- Born: Des Plaines, Illinois, USA

Academic background
- Education: BA, biosocial anthropology, Pomona College PhD, anthropology, 1999, Emory University
- Thesis: Culture change, stress, and immune function in Western Samoan youth (1999)

Academic work
- Institutions: Northwestern University

= Thomas McDade =

American biological anthropologist

Thomas Wesley McDade is an American biological anthropologist and population health scientist whose research examines how social, ecological, and developmental environments shape human biology and health. He is known for contributions to ecological immunology, population health research, and the development of minimally invasive methods for collecting biomarkers in non-clinical settings. He is an elected Fellow of the American Association for the Advancement of Science, the National Academy of Sciences, and the American Academy of Arts and Sciences.

==Early life and education==
McDade was born in Illinois and grew up in the Pacific northwest. He graduated from Pomona College with a degree in biosocial anthropology, and completed his PhD in anthropology from Emory University followed by a postdoctoral fellowship at the Carolina Population Center.

==Career==
McDade joined the faculty at Northwestern University (NU), in 2000. Early in his tenure at NU, McDade was the recipient of an Presidential Early Career Award for Scientists and Engineers for "undertaking important research that may ultimately improve child health through a better understanding of the social and environmental factors that affect the development of the human immune system." McDade is the director of the Laboratory for Human Biology Research, and of Cells to Society (C2S): The Center on Social Disparities and Health, as well as the director of the Graduate Cluster in Society, Biology, and Health. He is also a Faculty fellow of the Institute for Policy Research. McDade is known for interdisciplinary research integrating biological and social science approaches to the study of health and human development.

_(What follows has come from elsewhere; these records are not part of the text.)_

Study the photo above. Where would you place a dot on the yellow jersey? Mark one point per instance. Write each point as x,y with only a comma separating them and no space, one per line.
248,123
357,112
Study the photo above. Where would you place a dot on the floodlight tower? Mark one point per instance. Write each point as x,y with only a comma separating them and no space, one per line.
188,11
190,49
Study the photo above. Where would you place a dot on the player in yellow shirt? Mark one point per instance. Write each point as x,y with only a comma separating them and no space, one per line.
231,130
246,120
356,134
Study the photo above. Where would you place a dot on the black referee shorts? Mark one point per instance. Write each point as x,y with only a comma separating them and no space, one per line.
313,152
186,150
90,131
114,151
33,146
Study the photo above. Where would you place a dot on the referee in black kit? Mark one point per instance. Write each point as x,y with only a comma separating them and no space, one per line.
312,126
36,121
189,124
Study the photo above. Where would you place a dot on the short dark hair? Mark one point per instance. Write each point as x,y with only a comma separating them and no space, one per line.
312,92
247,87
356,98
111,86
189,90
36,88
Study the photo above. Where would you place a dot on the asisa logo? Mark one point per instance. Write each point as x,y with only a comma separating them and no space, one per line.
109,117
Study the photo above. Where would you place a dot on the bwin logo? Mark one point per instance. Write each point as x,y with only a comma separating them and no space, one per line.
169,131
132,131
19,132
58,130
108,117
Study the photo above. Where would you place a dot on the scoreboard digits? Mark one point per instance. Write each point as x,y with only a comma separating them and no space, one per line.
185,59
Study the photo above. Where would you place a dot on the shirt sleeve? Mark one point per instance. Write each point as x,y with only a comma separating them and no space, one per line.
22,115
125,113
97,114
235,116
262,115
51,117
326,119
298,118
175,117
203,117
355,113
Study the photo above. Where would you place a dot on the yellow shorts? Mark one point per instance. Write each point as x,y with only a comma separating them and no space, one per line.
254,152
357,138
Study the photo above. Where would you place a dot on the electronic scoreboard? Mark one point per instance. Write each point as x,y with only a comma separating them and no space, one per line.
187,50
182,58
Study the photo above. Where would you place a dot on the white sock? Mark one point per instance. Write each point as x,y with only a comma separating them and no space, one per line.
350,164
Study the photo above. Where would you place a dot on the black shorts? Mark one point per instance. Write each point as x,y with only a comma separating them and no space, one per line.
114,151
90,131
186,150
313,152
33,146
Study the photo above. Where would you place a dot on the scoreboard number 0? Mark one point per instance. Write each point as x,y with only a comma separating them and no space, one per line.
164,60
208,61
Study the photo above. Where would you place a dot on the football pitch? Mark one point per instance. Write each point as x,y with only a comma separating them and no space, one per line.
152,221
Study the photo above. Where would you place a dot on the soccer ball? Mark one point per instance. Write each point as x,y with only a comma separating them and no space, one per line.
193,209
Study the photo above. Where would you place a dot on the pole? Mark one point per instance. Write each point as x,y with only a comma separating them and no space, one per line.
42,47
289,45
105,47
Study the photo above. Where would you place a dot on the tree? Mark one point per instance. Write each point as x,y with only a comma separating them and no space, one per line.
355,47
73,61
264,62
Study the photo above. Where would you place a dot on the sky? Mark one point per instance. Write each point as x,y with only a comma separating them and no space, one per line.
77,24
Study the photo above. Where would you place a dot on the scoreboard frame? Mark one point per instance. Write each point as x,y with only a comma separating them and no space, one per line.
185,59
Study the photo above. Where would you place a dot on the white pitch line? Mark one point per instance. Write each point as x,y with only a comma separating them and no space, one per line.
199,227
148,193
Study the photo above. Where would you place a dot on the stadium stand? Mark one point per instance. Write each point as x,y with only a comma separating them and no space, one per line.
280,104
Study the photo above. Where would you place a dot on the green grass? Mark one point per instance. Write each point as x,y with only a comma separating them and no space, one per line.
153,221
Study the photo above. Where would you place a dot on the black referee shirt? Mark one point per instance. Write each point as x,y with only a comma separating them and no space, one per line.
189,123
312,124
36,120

He has conducted field-based research in a variety of international settings and has contributed to efforts to incorporate biological measures into population-based social science research.

In addition to his work at Northwestern, McDade is a Fellow of the Canadian Institute for Advanced Research (CIFAR) and serves as co-director of CIFAR's Child and Brain Development Program, an international research network focused on understanding the biological and social foundations of child development.

== Research ==
McDade is a biological anthropologist whose research examines how social, ecological, and developmental environments shape human biology and health across the life course. His work integrates perspectives from anthropology, immunology, epidemiology, and population health to investigate the ways in which experience becomes biologically embedded.

He is recognized for research into the developmental and ecological factors that influence immune development and inflammation. He has made important contributions to scientific understandings of inflammation, challenging the assumption that chronic inflammation is a normal or inevitable part of human aging. His research in the Philippines, Ecuador, and the US has documented how microbial and nutritional environments early in infancy, during sensitive periods of immune development, can have lasting effects on the regulation of inflammation in adulthood, with implications for aging-related diseases and functional declines.

McDade has also contributed to the development of minimally-invasive methods for assessing endocrine and immune function in field and community settings. Many of these methods utilize a small blood sample obtained through a simple finger-stick procedure, making it possible to collect biological data in large-scale population studies outside clinical settings. These methodological innovations have facilitated research on the social and ecological determinants of health in diverse populations around the world.

At the start of the COVID-19 pandemic, McDade developed the first quantitative finger-stick COVID-19 antibody test that could detect prior exposure to the SARS-CoV-2 virus, as well as level of antibody protection, in a single drop of blood. In June 2020, McDade collaborated with colleagues at Northwestern University Feinberg School of Medicine to launch "Screening for Coronavirus Antibodies in Neighborhoods (SCAN)" in Chicago, one of the earliest COVID-19 sero-prevalence studies in the US, and the first to implement fully remote, at-home blood collection. The study documented neighborhood disparities in COVID-19 exposure, and generated insight into the behavioral and contextual factors that promoted, and prevented, the spread of SARS-CoV-2 in the community.

== Honors and recognition ==
McDade received the Presidential Early Career Award for Scientists and Engineers (PECASE) in 2002, the nation's highest honor for early career scientists. In 2015, he received an endowed chair at Northwestern and was named the Carlos Montezuma Professor of Anthropology.

In 2015, he was elected a Fellow of the American Association for the Advancement of Science for his contributions to biological anthropology and population health research.

In 2021, McDade was elected to the American Academy of Arts and Sciences and to the National Academy of Sciences, among the highest distinctions accorded to scientists in the United States.